A lot of the value in the business is to do with what they will do with their large cash pile. And in light of this, this weeks news is a step in the right direction:
The total consideration for the Sempre business of up to £5.5m is subject to customary adjustments for working capital, cash and debt-like items. The consideration is to be funded through a cash consideration of £5.0m from existing resources and up to £0.5m through an earnout contingent on Sempre meeting business performance targets. The acquisition is expected to be immediately earnings enhancing for the Group.
This seems a decent acquisition. Just under 1x sales and 7xEBIT for something that has grown revenue 8% for the last few years. However, there isn’t a lot of obvious synergy with their current business:
Sempre is a measurement specialist with deep industry knowledge and an established sales and services organisation. Through Sempre's expert in-house consultants and partnerships, it provides high precision metrology solutions to improve its clients' productivity and efficiencies in the area of quality and inspection.
Buying something so different from their core business suggests a lack of confidence in the core, or at least that there are very few immediately complementary businesses, and they are not for sale/expensive. We really have a clue whether the new CEO is going to have the skills to put together an entirely new mini conglomerate by acquisition in smart manufacturing.
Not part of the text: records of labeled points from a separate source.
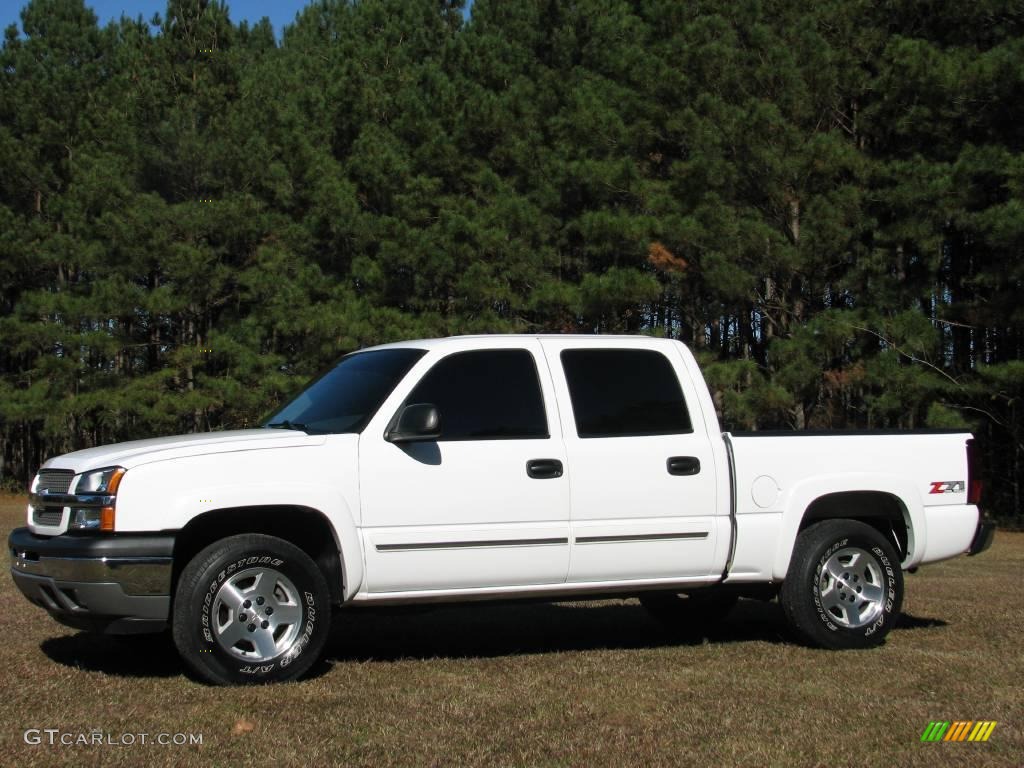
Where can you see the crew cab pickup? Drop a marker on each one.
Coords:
(488, 467)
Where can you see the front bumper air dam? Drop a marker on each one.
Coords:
(116, 584)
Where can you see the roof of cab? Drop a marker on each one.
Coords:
(443, 341)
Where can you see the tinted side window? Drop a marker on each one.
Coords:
(489, 394)
(617, 392)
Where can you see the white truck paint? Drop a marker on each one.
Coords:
(462, 519)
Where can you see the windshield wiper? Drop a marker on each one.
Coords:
(288, 425)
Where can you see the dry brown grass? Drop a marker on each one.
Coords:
(585, 684)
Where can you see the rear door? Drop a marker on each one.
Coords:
(486, 505)
(642, 478)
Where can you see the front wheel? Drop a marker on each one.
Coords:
(845, 587)
(251, 608)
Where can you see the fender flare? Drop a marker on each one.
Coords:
(803, 495)
(178, 510)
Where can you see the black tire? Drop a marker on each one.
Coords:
(232, 588)
(690, 612)
(834, 611)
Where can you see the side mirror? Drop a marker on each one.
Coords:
(416, 423)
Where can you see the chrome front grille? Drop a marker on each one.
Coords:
(47, 515)
(53, 481)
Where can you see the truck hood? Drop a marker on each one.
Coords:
(132, 454)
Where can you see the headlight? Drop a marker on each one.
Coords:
(98, 482)
(102, 481)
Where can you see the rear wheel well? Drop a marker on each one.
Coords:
(306, 528)
(882, 511)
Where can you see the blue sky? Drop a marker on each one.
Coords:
(281, 12)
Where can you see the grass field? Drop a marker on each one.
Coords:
(582, 684)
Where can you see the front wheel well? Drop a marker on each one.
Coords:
(882, 511)
(307, 528)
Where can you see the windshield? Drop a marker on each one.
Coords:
(346, 397)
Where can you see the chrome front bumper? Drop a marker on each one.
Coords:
(115, 584)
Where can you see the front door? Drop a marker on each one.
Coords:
(486, 505)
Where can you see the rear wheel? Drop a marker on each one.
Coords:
(845, 587)
(251, 608)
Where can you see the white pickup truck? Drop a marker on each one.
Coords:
(488, 467)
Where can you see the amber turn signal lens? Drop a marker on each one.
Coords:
(107, 518)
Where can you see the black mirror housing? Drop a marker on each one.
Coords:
(417, 422)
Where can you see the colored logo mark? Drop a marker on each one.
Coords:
(958, 730)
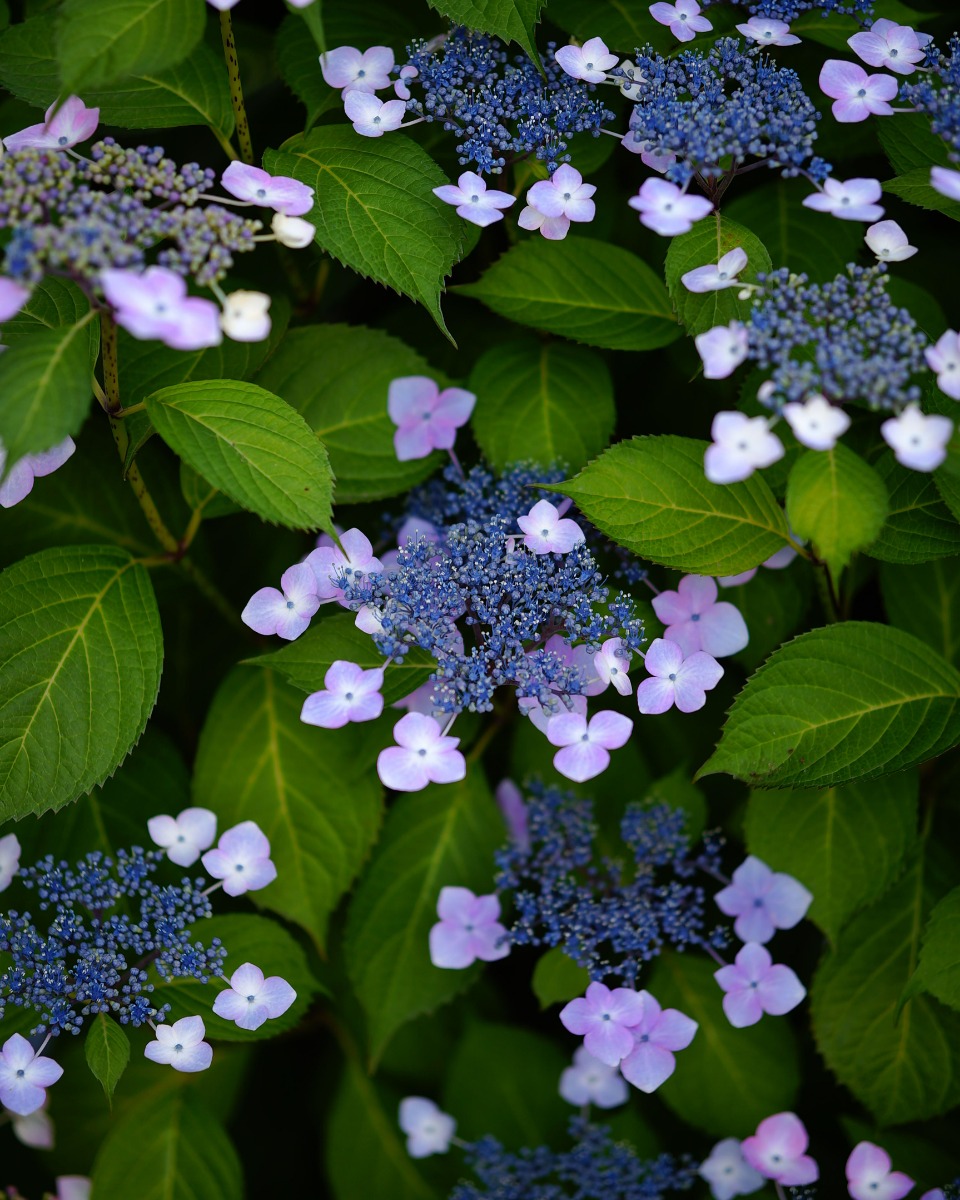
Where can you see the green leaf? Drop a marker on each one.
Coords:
(846, 845)
(502, 1083)
(939, 970)
(706, 244)
(168, 1147)
(375, 209)
(557, 978)
(107, 1050)
(442, 835)
(246, 939)
(919, 526)
(313, 792)
(45, 389)
(582, 289)
(649, 495)
(925, 601)
(792, 234)
(727, 1080)
(851, 701)
(336, 377)
(306, 660)
(100, 41)
(510, 19)
(903, 1068)
(531, 403)
(81, 652)
(837, 502)
(251, 445)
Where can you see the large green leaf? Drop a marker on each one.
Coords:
(100, 41)
(306, 660)
(531, 403)
(168, 1147)
(703, 245)
(649, 495)
(375, 209)
(442, 835)
(336, 377)
(313, 792)
(583, 289)
(726, 1080)
(903, 1066)
(846, 845)
(837, 502)
(81, 652)
(851, 701)
(251, 445)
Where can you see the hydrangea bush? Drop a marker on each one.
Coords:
(479, 599)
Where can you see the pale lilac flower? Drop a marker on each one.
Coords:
(426, 418)
(666, 209)
(241, 859)
(429, 1131)
(777, 1151)
(514, 810)
(816, 423)
(869, 1175)
(24, 1075)
(729, 1173)
(604, 1018)
(682, 18)
(180, 1045)
(63, 127)
(918, 441)
(334, 567)
(717, 276)
(888, 243)
(586, 747)
(589, 61)
(346, 67)
(286, 613)
(768, 31)
(657, 1036)
(591, 1081)
(468, 929)
(184, 837)
(676, 679)
(245, 317)
(946, 181)
(546, 532)
(474, 201)
(723, 349)
(888, 45)
(251, 1000)
(606, 666)
(943, 360)
(154, 304)
(18, 481)
(12, 298)
(279, 192)
(372, 118)
(856, 95)
(852, 199)
(696, 621)
(351, 694)
(741, 444)
(755, 984)
(423, 755)
(762, 900)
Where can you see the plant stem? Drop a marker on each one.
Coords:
(237, 91)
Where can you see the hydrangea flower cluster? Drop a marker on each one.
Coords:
(699, 108)
(607, 917)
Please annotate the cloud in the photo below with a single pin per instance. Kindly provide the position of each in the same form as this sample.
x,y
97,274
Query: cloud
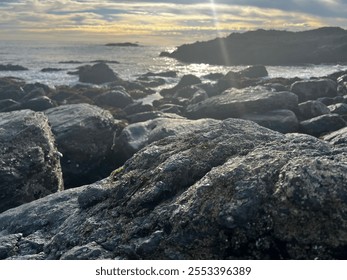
x,y
171,20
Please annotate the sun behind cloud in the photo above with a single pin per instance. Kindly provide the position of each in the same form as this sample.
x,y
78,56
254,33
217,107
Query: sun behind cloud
x,y
150,22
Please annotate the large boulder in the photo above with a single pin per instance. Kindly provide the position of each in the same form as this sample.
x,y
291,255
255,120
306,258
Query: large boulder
x,y
114,98
186,81
84,135
237,102
99,73
321,125
268,47
255,71
339,108
284,121
138,135
338,137
29,160
314,89
232,190
311,109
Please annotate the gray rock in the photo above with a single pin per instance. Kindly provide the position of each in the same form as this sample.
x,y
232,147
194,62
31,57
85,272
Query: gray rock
x,y
138,135
29,160
186,81
91,251
339,108
311,109
97,74
229,190
114,98
138,107
322,125
38,104
338,137
84,135
255,71
284,121
7,104
314,89
237,102
146,116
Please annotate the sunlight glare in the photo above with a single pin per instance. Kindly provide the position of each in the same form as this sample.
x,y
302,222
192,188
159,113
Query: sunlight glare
x,y
222,45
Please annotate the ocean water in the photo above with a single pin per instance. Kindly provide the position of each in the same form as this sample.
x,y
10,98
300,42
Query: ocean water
x,y
133,62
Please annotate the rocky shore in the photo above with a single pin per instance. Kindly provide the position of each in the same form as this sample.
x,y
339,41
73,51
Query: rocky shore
x,y
268,47
239,167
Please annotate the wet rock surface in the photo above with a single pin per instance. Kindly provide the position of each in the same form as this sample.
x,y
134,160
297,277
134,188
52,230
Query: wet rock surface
x,y
84,135
176,178
233,190
236,102
268,47
29,160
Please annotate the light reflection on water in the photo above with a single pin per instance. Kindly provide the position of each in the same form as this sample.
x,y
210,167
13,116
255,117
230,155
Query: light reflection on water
x,y
133,62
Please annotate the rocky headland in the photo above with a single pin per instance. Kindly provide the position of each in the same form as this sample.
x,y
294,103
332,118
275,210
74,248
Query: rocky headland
x,y
238,167
268,47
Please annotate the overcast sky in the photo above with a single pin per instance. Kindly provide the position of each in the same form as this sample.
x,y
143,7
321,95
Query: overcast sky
x,y
162,22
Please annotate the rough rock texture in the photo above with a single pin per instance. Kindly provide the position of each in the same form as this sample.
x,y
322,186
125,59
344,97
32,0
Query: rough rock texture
x,y
84,135
232,190
29,160
97,74
339,108
338,137
255,71
268,47
114,98
284,121
314,89
138,135
237,102
323,124
311,109
186,81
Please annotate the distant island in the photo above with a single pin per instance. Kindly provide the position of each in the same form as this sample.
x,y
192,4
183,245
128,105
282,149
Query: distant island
x,y
268,47
126,44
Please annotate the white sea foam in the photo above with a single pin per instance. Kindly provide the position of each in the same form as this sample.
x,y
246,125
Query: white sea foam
x,y
133,61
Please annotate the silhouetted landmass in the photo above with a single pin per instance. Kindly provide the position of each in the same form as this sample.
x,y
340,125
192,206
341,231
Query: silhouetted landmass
x,y
323,45
11,67
126,44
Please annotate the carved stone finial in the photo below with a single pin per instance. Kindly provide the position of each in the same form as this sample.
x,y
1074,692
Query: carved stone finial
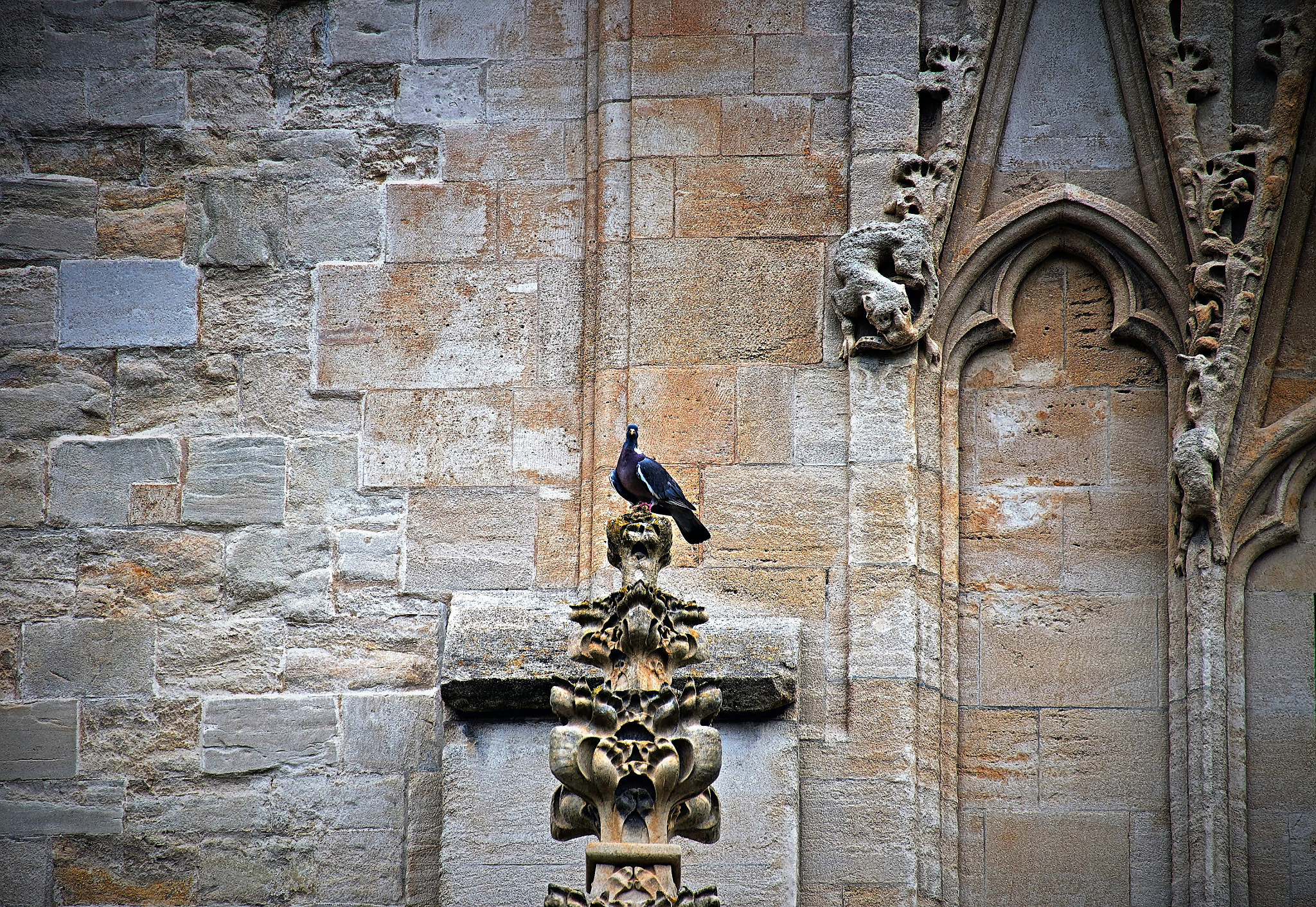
x,y
889,285
636,756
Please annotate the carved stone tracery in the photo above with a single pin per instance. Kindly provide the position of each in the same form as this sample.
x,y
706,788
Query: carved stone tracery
x,y
636,756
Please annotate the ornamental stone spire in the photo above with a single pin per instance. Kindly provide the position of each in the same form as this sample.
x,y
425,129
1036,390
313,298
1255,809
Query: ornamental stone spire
x,y
636,756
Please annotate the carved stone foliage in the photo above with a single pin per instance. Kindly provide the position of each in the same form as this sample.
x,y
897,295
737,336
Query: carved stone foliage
x,y
1232,200
636,756
889,285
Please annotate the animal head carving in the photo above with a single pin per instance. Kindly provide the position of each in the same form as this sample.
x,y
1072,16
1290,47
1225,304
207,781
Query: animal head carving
x,y
889,285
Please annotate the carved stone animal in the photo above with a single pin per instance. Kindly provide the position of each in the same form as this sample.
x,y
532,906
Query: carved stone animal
x,y
881,266
1194,464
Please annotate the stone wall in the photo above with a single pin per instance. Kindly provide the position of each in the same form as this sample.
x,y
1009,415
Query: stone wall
x,y
321,322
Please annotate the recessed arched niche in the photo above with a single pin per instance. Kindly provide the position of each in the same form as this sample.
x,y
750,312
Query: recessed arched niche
x,y
1062,573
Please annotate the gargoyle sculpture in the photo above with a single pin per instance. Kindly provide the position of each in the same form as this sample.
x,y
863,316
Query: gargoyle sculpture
x,y
889,285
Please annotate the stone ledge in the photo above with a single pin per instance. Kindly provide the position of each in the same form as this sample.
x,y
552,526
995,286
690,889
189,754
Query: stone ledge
x,y
502,652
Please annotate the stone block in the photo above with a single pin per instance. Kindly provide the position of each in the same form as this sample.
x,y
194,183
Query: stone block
x,y
22,474
91,479
545,436
437,437
788,516
998,757
884,114
364,653
820,416
440,222
425,326
28,307
231,99
688,415
439,95
207,656
516,150
452,30
470,539
148,572
118,35
254,734
256,310
48,218
25,872
364,32
801,65
240,223
128,303
199,36
674,127
761,197
87,657
333,222
44,99
366,556
39,740
541,220
695,65
652,184
141,737
1072,649
181,391
757,124
144,98
1051,856
1103,759
144,222
281,570
765,396
535,90
390,732
714,301
62,807
235,481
The other news about a good use for the cash is the announcement of a buyback. It has the feel of another Nexteq - a rudderless struggling business but with net cash and a buyback in response to a big fall on a profit warning. That has shown that aggressive buybacks can cause a 25% or so rise following a profit warning, even within MAR rules. So, there is a short-term play here, even if the longer-term strategy seems still up in the air.
Ramsdens (RFX.L) - Pre-close Trading Update
It is a short statement that effectively confirms that they are in line with the upgraded forecasts:
As highlighted in the trading update published on 6 August, FY24 has been another year of record performance and the Group expects to report profit before tax of at least £11m (FY23: £10.1m).
This time last year, they said PBT "of more than £10m" and did £10.1m. So "at least £11m" looks consistent with Liberum's £11.2m forecast but could still be a beat or a tiny miss. (The prior year, they said PBT was ahead without quoting a number, giving revenue instead)
More importantly, they see long-term growth, which is what makes this too cheap on forward P/E of less than 8:
We have optimism for further progress in FY25
This could be considered an upgrade, given that the only metric included in the update is PBT, and Liberum was previously forecasting it to be flat on marginally higher revenue.
Liberum make no change to forecasts, but they go through each part of the business in detail, and they all seem to have momentum:
Forex is ahead YoY, but peak summer was apparently affected by football, which won't be repeated next year.
Precious metals are stronger in H2 than H1, with gold now higher than at year-end.
Pawnbroking will be stronger in H2 than H1 due to recognition timing
Retail Jewellery is strong in H2, in particular in watches, which were weak in H1.
If GBP gold prices stay at current levels, which are above where Ramsdens was last upgraded, then some kind of a beat next year is pretty much guaranteed.
The biggest short-term risk appears to be that Downing has to dump their 10% holding in the company if inheritance tax relief is removed from AIM shares. The shares were weak on this update, presumably for tax-fear-related reasons, as someone was using the liquidity of the trading update to get out. This selling appears to have abated, and the shares look due a bounce.
That's it for this week. Have a great weekend!